Code for the paper Using Non-Expert Data to Robustify Imitation Learning via Offline Reinforcement Learning.
Clone repo
git clone git@github.com:UWRobotLearning/RISE.git
Install Dependencies
cd ood-sim-pipeline
# Install base dependencies
conda env create -f environment.yaml
conda activate
# pytorch3d (dependency for diffusion) must be installed separately
# due to bugs with downgrading torch to cpu
conda install pytorch3d -c pytorch3d
# install sim-pipeline package
pip install -e .
cd ..
# install custom robosuite from source
git clone git@github.com:UWRobotLearning/robosuite.git
cd robosuite
pip install -e .
# install custom robomimic from source
git clone git@github.com:UWRobotLearning/robomimic.git
cd robomimic
pip install -e .
# install mimicgen_environments
git clone git@github.com:UWRobotLearning/mimicgen_environments.git
cd mimicgen_environments
pip install -e .
Datasets used in paper can be downloaded here (pending).

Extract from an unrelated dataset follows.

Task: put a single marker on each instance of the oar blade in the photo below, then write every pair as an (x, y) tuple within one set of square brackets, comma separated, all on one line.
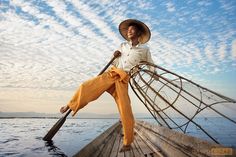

Simulation data in robosuite can be collected using Spacemouse in the same manner as in robosuite. With the proper spacemouse vendor ID and product ID set in robosuite/utils/macros.py, run:
python scripts/collect_human_demonstrations.py +env=<env_config>
# Then convert to the proper format
python sim_pipeline/data_manager/convert_robosuite.py --dataset /path/to/collected/data
python scripts/dataset_states_to_obs.py --dataset /path/to/data --output_name <name> --camera_names agentview,robot0_eye_in_hand
Envs can be found in configs/envs.
Configs for each experiment can be found in configs/training/_imitation_learning/_offline_rl/_experiments. For custom datasets, replace low_dim_keys with the names of observation proprioception keys, and rgb_keys with the names of observation image keys in the config. To train, run
python scripts/train_robomimic.py -cn iql_diffusion +training=<square/piece_assembly/threading/real_franka/...> data.dataset_path=<path_to_dataset>
To evaluate policies in simulation, run:
python scripts/eval.py -cn eval_robomimic_iql_diffusion exp.model_path=<path_to_checkpoint> +env=<env_config_to_eval_in>
valid envs can be found in configs/env. Policies used in the paper can be downloaded here (pending).